That's not a bad idea, but I have a couple of problems.
First, it's a top down space sim. The screen scrolls (virtually), so I'm actually checking an area of 10000x10000 pixels. Optimisations taken into consideration, it could still be pretty fast, but the back buffer only contains the screen info, doesnt it? I need to calculate off-screen sprite collision also.
I suppose I could make my own virtual screen. ie. An array of about 400x400, then make a memblock from a the rotated sprite (if that's possible), read the info relative to its coordinate on screen, and the info in the memblock, and paste it into the virtual screen array. Then use the technique you described above. As I paste in the next non-transparent pixel into the array, I check to see if there is a pixel already there.

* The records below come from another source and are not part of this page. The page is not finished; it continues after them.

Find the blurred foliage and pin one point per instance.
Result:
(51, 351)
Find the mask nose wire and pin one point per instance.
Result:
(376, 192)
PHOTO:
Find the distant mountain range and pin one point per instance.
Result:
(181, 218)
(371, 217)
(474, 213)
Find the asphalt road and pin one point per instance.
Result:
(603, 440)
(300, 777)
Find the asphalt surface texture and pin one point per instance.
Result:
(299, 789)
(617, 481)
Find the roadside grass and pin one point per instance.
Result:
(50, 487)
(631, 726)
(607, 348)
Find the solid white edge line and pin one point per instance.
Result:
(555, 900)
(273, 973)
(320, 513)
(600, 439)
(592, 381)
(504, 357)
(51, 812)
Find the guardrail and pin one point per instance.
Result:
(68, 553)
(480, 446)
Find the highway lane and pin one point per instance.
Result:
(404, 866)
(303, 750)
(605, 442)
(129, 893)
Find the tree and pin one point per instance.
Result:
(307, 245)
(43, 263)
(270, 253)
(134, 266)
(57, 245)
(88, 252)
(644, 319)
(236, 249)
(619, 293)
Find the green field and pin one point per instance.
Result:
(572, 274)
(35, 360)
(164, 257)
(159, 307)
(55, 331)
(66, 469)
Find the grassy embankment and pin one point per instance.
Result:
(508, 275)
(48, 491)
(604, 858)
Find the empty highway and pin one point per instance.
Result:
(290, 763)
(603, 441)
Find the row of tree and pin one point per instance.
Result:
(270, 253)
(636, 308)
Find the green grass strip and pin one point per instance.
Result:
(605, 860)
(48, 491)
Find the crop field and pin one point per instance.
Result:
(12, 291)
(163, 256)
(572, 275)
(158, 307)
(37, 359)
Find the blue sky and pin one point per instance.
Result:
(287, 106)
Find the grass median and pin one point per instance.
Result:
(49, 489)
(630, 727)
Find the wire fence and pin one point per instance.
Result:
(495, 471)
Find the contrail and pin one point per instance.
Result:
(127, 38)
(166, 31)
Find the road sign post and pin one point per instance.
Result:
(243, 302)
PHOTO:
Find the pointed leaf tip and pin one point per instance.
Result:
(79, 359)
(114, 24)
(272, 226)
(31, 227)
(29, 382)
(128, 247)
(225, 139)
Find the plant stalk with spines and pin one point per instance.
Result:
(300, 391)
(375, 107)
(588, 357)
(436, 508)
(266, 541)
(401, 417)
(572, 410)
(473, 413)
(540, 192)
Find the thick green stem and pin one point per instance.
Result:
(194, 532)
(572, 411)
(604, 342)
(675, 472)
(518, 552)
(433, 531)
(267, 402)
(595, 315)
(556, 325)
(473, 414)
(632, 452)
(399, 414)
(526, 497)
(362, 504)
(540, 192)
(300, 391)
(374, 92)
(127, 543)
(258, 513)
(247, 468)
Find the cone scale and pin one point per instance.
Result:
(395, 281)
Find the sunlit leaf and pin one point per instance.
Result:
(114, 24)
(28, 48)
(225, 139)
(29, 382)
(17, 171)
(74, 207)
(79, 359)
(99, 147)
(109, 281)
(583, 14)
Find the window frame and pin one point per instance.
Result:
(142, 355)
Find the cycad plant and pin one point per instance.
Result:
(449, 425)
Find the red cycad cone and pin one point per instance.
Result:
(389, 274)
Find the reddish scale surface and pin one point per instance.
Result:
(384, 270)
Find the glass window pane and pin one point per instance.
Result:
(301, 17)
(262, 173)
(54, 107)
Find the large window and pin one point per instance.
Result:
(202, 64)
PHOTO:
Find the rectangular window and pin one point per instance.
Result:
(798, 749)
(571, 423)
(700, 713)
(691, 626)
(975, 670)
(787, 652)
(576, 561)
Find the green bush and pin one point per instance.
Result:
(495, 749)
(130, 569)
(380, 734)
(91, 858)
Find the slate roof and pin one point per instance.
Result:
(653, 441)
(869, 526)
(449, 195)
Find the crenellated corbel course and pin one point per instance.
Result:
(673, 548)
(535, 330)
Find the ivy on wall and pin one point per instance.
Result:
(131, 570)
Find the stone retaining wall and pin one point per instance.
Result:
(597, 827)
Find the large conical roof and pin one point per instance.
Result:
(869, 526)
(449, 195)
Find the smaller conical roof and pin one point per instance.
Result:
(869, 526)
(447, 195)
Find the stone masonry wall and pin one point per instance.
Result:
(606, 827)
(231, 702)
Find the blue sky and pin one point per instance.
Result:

The question is, is there a make memblock from sprite command (I dont have db at this PC)? And would this be fast enough? I cant use make memblock from image, because you cant rotate images, and I'm sure if I start programming my own pixel rotation procedure in db, it'll be rediculously slow. I cant rotate the sprite, paste it, then grab the image either, because the background would also be captured, and I cant draw it to an alternative blank bitmap, because I've tried swapping bitmaps on every program loop and capturing an image and it's incredibly slow (300FPS to 60FPS with a few lines of code).
All relies on the make memblock from sprite command, if there is one.